以上所学仅仅到网页的整体爬取，那么如果从所获取的网页内容中得到自己想要的信息，从而整理成数据进而分析呢？

接下来学习Beautiful Soup库，用以提取网页中自己想要的内容。

# Beautiful Soup库介绍

以一个demo来学习：

In [2]:
import requests
r = requests.get('https://python123.io/ws/demo.html')
r.text

'<html><head><title>This is a python demo page</title></head>\r\n<body>\r\n<p class="title"><b>The demo python introduces several python courses.</b></p>\r\n<p class="course">Python is a wonderful general-purpose programming language.
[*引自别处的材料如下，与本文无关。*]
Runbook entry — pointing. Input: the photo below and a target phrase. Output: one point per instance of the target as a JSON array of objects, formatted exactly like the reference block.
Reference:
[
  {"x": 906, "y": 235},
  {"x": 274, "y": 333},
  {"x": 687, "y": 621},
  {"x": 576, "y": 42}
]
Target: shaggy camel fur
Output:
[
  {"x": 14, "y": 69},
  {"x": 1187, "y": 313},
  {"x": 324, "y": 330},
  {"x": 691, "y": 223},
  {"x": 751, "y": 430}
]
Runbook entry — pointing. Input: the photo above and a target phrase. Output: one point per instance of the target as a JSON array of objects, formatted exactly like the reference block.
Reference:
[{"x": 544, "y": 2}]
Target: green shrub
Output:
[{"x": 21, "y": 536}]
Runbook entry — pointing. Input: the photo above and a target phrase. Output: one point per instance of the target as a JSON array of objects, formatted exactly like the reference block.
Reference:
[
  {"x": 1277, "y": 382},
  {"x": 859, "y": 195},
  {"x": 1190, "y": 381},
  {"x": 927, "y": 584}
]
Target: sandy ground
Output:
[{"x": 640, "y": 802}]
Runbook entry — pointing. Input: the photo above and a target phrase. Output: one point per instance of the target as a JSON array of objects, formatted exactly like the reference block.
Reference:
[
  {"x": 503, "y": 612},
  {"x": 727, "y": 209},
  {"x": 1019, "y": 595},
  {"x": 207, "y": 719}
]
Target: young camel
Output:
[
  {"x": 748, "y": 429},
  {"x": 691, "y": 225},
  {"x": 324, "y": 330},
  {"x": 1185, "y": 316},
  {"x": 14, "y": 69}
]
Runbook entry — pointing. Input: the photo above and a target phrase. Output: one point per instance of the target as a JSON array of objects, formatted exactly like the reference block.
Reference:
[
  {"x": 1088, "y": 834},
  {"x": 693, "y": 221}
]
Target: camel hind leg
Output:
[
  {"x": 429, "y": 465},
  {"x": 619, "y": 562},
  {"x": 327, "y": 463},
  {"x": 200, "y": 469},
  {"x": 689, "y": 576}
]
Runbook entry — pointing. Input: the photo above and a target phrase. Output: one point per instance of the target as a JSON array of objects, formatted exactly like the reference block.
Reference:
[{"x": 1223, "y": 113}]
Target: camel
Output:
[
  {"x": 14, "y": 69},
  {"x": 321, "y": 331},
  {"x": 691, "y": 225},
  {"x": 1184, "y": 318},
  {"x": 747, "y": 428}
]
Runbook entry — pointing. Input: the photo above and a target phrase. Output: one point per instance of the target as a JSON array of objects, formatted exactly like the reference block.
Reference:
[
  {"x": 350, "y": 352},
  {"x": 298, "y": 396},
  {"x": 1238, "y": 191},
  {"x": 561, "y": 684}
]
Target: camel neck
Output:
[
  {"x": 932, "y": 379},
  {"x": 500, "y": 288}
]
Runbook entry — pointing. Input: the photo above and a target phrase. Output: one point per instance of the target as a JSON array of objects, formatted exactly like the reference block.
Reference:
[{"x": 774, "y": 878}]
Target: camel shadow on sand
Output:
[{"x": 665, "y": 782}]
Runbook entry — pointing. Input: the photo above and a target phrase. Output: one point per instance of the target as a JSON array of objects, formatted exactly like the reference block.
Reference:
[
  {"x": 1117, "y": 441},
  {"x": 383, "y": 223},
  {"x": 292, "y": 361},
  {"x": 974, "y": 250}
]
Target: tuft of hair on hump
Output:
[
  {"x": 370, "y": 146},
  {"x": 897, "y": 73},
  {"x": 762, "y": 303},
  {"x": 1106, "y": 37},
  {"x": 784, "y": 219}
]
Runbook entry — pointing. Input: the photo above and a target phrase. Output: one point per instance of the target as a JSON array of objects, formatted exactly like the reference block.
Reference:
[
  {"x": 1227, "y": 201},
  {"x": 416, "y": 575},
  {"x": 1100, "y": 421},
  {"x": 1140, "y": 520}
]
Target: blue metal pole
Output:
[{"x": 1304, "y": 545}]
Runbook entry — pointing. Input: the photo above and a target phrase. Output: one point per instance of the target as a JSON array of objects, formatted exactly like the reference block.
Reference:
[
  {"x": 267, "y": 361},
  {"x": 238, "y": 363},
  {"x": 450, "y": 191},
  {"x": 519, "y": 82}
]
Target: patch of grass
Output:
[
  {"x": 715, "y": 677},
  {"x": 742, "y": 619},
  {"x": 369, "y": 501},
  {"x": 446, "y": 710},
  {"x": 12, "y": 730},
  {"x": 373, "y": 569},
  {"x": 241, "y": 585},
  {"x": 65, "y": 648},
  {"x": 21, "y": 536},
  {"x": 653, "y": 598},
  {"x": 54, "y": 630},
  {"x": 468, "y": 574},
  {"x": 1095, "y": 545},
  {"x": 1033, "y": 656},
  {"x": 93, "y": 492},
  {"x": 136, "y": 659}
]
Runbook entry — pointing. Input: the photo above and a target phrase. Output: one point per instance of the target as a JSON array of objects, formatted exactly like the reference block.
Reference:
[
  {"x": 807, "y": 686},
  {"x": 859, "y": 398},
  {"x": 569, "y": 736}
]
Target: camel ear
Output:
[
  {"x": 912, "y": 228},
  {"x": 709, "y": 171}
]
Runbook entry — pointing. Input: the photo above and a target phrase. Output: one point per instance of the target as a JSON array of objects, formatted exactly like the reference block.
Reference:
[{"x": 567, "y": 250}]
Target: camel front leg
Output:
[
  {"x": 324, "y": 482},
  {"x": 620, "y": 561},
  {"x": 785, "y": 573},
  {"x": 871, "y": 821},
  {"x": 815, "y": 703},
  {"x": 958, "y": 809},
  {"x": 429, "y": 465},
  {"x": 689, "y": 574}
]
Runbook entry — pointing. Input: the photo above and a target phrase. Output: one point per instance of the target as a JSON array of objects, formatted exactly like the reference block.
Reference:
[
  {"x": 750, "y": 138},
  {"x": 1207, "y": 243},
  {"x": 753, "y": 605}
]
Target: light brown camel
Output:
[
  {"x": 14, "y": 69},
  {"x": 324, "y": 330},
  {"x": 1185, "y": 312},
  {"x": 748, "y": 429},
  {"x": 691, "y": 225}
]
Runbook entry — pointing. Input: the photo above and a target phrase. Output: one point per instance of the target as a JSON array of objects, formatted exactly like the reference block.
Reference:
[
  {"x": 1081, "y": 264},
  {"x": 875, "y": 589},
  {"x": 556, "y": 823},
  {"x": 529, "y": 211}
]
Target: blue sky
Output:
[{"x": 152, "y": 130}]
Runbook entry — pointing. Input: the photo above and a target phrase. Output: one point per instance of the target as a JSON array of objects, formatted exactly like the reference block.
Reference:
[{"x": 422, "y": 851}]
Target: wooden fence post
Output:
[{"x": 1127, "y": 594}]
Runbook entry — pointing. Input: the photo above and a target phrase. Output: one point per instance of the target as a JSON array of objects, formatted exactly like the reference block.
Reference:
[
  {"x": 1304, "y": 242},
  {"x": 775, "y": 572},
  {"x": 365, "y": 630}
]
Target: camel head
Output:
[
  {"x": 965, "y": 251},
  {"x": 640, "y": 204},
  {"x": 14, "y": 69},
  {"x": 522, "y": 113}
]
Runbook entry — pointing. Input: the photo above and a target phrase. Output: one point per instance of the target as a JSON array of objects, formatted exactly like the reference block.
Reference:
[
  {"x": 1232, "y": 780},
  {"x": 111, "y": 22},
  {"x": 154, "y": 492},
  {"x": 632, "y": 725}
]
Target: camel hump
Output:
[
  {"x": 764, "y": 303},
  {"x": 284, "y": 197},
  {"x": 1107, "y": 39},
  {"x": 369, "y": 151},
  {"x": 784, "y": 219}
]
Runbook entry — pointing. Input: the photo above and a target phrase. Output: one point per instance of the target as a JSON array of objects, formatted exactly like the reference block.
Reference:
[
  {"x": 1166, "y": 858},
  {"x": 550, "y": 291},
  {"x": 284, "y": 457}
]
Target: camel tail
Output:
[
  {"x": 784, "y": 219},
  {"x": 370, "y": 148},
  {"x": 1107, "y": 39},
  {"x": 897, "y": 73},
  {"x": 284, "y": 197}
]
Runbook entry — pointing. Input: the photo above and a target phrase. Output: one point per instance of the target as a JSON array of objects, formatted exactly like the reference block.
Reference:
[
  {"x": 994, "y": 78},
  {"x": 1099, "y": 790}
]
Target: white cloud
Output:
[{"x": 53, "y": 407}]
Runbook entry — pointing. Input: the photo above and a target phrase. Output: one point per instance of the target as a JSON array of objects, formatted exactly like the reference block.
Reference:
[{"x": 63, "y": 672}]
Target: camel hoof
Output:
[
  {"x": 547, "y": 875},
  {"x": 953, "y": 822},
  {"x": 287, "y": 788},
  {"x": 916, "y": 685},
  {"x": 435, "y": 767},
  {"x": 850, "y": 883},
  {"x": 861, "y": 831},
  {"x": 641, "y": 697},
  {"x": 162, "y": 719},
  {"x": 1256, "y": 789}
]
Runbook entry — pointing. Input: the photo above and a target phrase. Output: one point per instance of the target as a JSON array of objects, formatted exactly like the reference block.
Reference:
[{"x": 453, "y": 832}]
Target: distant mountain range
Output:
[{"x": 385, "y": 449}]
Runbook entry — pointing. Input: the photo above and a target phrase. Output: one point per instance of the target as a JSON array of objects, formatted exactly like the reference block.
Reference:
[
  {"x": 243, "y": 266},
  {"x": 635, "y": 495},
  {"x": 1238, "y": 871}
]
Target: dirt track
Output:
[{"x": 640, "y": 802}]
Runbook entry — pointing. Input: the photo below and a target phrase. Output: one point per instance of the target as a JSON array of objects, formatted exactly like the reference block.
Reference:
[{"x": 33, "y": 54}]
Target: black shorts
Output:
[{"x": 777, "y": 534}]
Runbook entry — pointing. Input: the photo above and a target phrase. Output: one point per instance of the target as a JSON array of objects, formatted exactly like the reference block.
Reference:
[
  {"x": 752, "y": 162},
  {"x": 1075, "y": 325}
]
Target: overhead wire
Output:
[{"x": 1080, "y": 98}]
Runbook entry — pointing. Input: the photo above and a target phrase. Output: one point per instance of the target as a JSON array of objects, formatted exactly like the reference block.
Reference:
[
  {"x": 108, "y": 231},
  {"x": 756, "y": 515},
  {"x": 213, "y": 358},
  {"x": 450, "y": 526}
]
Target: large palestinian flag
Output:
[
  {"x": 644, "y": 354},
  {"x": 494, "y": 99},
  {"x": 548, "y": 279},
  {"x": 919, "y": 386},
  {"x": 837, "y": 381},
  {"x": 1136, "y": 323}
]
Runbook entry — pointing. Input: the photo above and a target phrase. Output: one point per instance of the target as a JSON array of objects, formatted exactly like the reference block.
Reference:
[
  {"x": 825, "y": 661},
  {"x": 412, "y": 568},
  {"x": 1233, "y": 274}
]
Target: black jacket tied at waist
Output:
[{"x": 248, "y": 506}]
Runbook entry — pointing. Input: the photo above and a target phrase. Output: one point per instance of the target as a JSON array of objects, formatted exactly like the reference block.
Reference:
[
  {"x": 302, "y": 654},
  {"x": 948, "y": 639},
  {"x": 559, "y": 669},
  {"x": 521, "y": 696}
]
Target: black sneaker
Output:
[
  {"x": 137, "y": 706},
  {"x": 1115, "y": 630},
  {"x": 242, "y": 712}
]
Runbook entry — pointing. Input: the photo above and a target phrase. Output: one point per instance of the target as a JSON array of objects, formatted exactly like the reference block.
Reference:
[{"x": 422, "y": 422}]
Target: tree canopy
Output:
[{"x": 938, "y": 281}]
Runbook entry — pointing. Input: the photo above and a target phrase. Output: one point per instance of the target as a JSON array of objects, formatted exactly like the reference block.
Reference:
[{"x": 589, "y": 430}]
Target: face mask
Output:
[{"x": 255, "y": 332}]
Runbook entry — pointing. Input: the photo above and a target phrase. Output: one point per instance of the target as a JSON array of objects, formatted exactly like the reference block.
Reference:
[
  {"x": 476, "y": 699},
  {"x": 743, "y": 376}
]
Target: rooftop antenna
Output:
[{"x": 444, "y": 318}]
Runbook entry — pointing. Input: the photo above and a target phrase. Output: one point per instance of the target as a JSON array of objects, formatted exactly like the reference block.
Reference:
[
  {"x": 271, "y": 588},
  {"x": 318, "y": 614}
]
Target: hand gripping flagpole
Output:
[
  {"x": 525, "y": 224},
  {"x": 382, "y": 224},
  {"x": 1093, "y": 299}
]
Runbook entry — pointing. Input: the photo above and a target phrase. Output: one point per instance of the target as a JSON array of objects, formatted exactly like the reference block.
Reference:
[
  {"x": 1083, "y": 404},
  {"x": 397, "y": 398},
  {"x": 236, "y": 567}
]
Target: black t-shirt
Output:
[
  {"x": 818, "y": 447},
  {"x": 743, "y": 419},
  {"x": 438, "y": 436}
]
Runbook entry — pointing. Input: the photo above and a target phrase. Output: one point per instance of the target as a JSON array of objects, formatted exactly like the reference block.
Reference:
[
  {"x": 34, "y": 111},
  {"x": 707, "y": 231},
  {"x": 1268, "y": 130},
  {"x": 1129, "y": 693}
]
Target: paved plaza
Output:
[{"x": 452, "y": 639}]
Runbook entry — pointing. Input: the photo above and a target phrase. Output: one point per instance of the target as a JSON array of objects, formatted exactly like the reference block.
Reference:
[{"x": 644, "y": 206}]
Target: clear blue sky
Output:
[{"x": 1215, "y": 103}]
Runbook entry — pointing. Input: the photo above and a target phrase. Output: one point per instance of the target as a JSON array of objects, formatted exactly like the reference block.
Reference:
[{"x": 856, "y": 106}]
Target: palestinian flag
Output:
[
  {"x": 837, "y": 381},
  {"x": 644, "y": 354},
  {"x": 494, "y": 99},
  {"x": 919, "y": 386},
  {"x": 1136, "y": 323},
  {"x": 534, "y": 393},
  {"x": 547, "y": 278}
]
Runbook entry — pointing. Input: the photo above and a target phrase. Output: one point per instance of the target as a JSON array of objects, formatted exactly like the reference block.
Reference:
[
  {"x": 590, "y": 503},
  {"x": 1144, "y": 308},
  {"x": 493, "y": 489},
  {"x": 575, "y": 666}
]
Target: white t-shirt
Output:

You can learn Python from novice to professional by tracking the following courses:\r\n<a href="http://www.icourse163.org/course/BIT-268001" class="py1" id="link1">Basic Python</a> and <a href="http://www.icourse163.org/course/BIT-1001870001" class="py2" id="link2">Advanced Python</a>.</p>\r\n</body></html>'

In [3]:
demo = r.text

In [6]:
from bs4 import BeautifulSoup
soup = BeautifulSoup(demo,'html.parser')  #bs4的HTML解析器
print(soup.prettify()) 

<html>
 <head>
  <title>
   This is a python demo page
  </title>
 </head>
 <body>
  <p class="title">
   <b>
    The demo python introduces several python courses.
   </b>
  </p>
  <p class="course">
   Python is a wonderful general-purpose programming language. You can learn Python from novice to professional by tracking the following courses:
   <a class="py1" href="http://www.icourse163.org/course/BIT-268001" id="link1">
    Basic Python
   </a>
   and
   <a class="py2" href="http://www.icourse163.org/course/BIT-1001870001" id="link2">
    Advanced Python
   </a>
   .
  </p>
 </body>
</html>


.prettify()方法可以让显示更加友好。为HTML文本<>及其内容增加'\n'

.prettify()也可用于标签：

In [29]:
print(soup.a.prettify())

<a class="py1" href="http://www.icourse163.org/course/BIT-268001" id="link1">
 Basic Python
</a>



![HTML%E6%A0%BC%E5%BC%8F.png](attachment:HTML%E6%A0%BC%E5%BC%8F.png)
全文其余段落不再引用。